Вернувшись в койку и натянув до самого подбородка своё лоскутное одеяло, Алек глотал мерзкую горечь, борясь с приступами тошноты. Наверное, илбану нужно было собрать и это, чертов извращенец! По спине Алека прокатилась новая волна неуютной дрожи, едва он припомнил, каким способом удалось Ихакобину собрать его слезы в тот чёртов пузырек. "Ничто не должно пропасть даром".

Он не мог даже с наслаждением вспоминать свои сны, зная, что эти ублюдки всё время наблюдали за ним. Мысль оказалась невыносимой. Скинув одеяла, он едва успел добежать до ковша.

Остаток ночи Алек не спал, сидя в ожидании пока ослабеет тошнотворный эффект нового препарата. Ночь оказалась длинной, и он увидел, как крошечное окошко из черного становится синим, затем розовеет, и, наконец, окрашивается в золотистый цвет: по мере того, как над стеной внутреннего дворика поднимается солнце. Теперь, когда он мог видеть окружающее, думалось полегче и стало проще отгонять тяжелые мысли о ночном позоре. Но в чем он был теперь точно уверен, так это в том, что этот Ихакобин — сумасшедший. Конечно, было странно так думать о человеке, который казался весьма разумным на первый взгляд, но какое ещё объяснение могло быть тому, что один человек собирает кровь, слезы и прочие выделения другого?

На следующее утро Ахмол, как всегда, принес ему завтрак, но Алек к еде не притронулся. Когда за ним пришли стражники, он постарался не обращать внимания на их многозначительные ухмылки.

— Надеюсь, тебе хорошо спалось? — спросил Ихакобин, наливая Алеку чашку чая. Алек в ответ мрачно пожал плечами, ожидая, пока Ихакобин нальет чашку и себе и сделает из неё несколько глотков, прежде, чем попробовал свой напиток. Чай оказался по-прежнему добрым крепким напитком из Ауренена — он ослабил неприятные ощущения во рту и успокоил боль в животе.
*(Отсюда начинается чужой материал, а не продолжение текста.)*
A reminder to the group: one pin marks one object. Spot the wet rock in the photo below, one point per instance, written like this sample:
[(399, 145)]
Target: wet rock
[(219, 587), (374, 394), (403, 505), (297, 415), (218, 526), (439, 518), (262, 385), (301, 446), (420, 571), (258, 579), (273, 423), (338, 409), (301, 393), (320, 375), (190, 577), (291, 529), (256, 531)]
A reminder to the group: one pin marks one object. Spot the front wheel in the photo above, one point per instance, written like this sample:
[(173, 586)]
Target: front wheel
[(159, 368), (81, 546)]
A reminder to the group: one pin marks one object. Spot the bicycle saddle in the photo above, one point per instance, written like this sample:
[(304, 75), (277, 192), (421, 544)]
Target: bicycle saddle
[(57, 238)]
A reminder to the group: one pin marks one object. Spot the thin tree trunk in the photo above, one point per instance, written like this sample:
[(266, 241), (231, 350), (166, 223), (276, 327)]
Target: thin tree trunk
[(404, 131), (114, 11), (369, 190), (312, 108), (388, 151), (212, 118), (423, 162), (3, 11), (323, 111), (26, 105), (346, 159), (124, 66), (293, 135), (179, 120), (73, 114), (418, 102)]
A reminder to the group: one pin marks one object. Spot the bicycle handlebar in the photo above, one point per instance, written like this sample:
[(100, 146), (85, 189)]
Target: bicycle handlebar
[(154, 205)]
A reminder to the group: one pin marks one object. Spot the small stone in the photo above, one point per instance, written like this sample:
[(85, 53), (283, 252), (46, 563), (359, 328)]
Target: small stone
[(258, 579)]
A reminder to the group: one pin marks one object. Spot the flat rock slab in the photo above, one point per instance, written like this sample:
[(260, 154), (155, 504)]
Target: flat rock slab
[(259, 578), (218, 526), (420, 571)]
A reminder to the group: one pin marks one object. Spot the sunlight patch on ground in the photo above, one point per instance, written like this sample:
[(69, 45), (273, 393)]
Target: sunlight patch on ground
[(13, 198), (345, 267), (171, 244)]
— По-моему, ты сердит на меня.

Не забывая о хорошей плетке, в готовности лежащей рядышком на столе, Алек ответил, отрываясь от своего чая:

— Нет, Илбан.

— В самом деле? Но, наверное, всё-таки немного обескуражен, да? Я не виню тебя, но иного выхода не было. Думаю, ты вряд ли согласился бы добровольно поделиться своими жизненными соками. Ну а так никто не пострадал, кроме, быть может, твоей гордости. Вообще-то ты не должен был проснуться.

Пальцы Алека стиснули чашку.

— Зачем это всё, илбан?

— Каждая из жизненных субстанций организма содержит ценные элементы, ничем не отличающиеся от металлов или минеральных веществ, и каждая имеет свое собственное применение.

Глаза Алека округлились:

— Хотите сказать, что Вы что-то делаете из… с этим?

Ихакобин улыбнулся:

— О да, нечто весьма ценное. Я почти готов приступить к работе. Но не прямо сейчас.